好吧,根据我的理解,只是为了在给定的字符串中匹配这种格式,我更喜欢这个正则表达式:

pattern='[0-9|/]+'

to match the format in a more strict way, the following works:

为了以更严格的方式匹配格式,以下工作:

pattern='(?:[0-9]{2}/){2}[0-9]{2}'

Personally, I cannot agree with unutbu's answer since sometimes we use regular expression for "finding" and "extract", not only "validating".

就我个人而言,我不能同意 unutbu 的回答,因为有时我们使用正则表达式来“查找”和“提取”,而不仅仅是“验证”。

回答by Mukundhan

Sometimes we need to get the date from a string. One example with grouping:

有时我们需要从字符串中获取日期。分组的一个例子:

record = '1518-09-06 00:57 some-alphanumeric-charecter'
pattern_date_time = ([0-9]{4}-[0-9]{2}-[0-9]{2} [0-9]{2}:[0-9]{2}) .+
match = re.match(pattern_date_time, record)
if match is not None:
  group = match.group()
  date = group[0]
  print(date) // outputs 1518-09-06 00:57

回答by Heribert

I built my solution on top of @aditya Prakash appraoch:

我在@aditya Prakash appraoch 之上构建了我的解决方案:

 print(re.search("^([1-9]|0[1-9]|1[0-9]|2[0-9]|3[0-1])(\.|-|/)([1-9]|0[1-9]|1[0-2])(\.|-|/)([0-9][0-9]|19[0-9][0-9]|20[0-9][0-9])$|^([0-9][0-9]|19[0-9][0-9]|20[0-9][0-9])(\.|-|/)([1-9]|0[1-9]|1[0-2])(\.|-|/)([1-9]|0[1-9]|1[0-9]|2[0-9]|3[0-1])$",'01/01/2018'))

The first part (^([1-9]|0[1-9]|1[0-9]|2[0-9]|3[0-1])(\.|-|/)([1-9]|0[1-9]|1[0-2])(\.|-|/)([0-9][0-9]|19[0-9][0-9]|20[0-9][0-9])$) can handle the following formats:

第一部分 ( ^([1-9]|0[1-9]|1[0-9]|2[0-9]|3[0-1])(\.|-|/)([1-9]|0[1-9]|1[0-2])(\.|-|/)([0-9][0-9]|19[0-9][0-9]|20[0-9][0-9])$) 可以处理以下格式:

  • 01.10.2019
  • 1.1.2019
  • 1.1.19
  • 12/03/2020
  • 01.05.1950
  • 01.10.2019
  • 1.1.2019
  • 1.1.19
  • 12/03/2020
  • 01.05.1950

The second part (^([0-9][0-9]|19[0-9][0-9]|20[0-9][0-9])(\.|-|/)([1-9]|0[1-9]|1[0-2])(\.|-|/)([1-9]|0[1-9]|1[0-9]|2[0-9]|3[0-1])$) can basically do the same, but in inverse order, where the year comes first, followed by month, and then day.

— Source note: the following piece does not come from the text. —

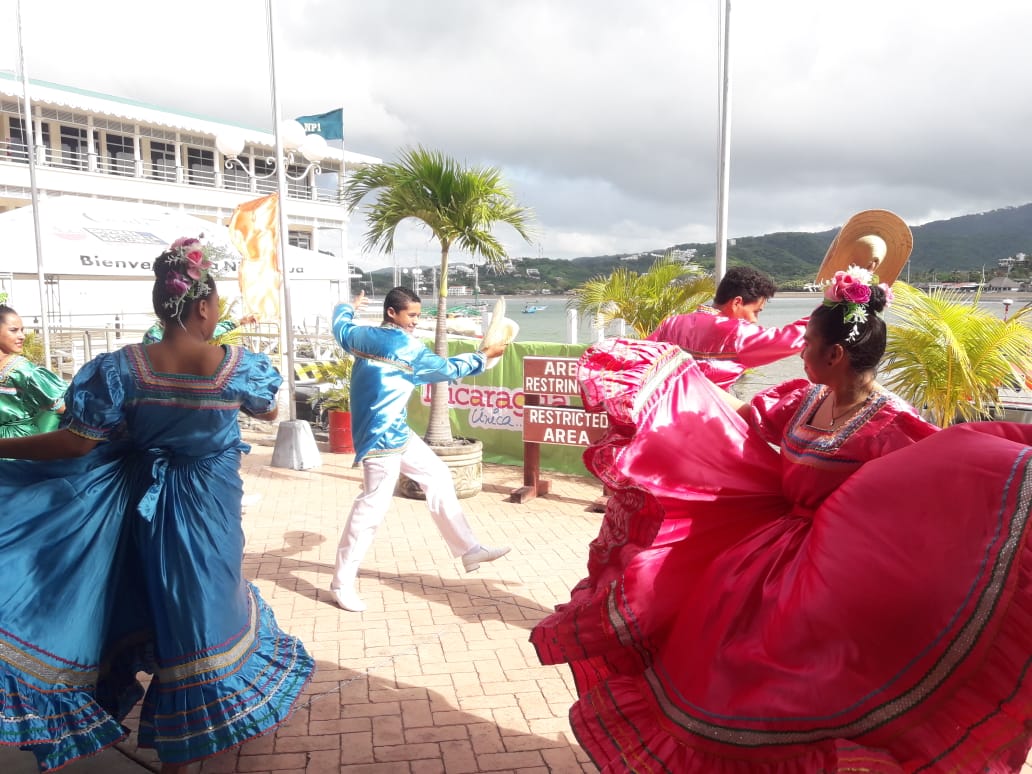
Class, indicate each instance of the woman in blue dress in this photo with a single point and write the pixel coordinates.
(121, 549)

第二部分 ( ^([0-9][0-9]|19[0-9][0-9]|20[0-9][0-9])(\.|-|/)([1-9]|0[1-9]|1[0-2])(\.|-|/)([1-9]|0[1-9]|1[0-9]|2[0-9]|3[0-1])$) 基本上可以做同样的事情,但顺序相反,先是年,然后是月,然后是日。

  • 2020/02/12
  • 2020/02/12

As delimiters it allows ., /, -. As years it allows everything from 1900-2099, also giving only two numbers is fine.

作为分隔符,它允许 .、/、-。作为年份,它允许从 1900 年到 2099 年的所有内容,也可以只提供两个数字。

If you have suggestions for improvement please let me know in the comments, so I can update the answer.

如果您有改进建议,请在评论中告诉我,以便我更新答案。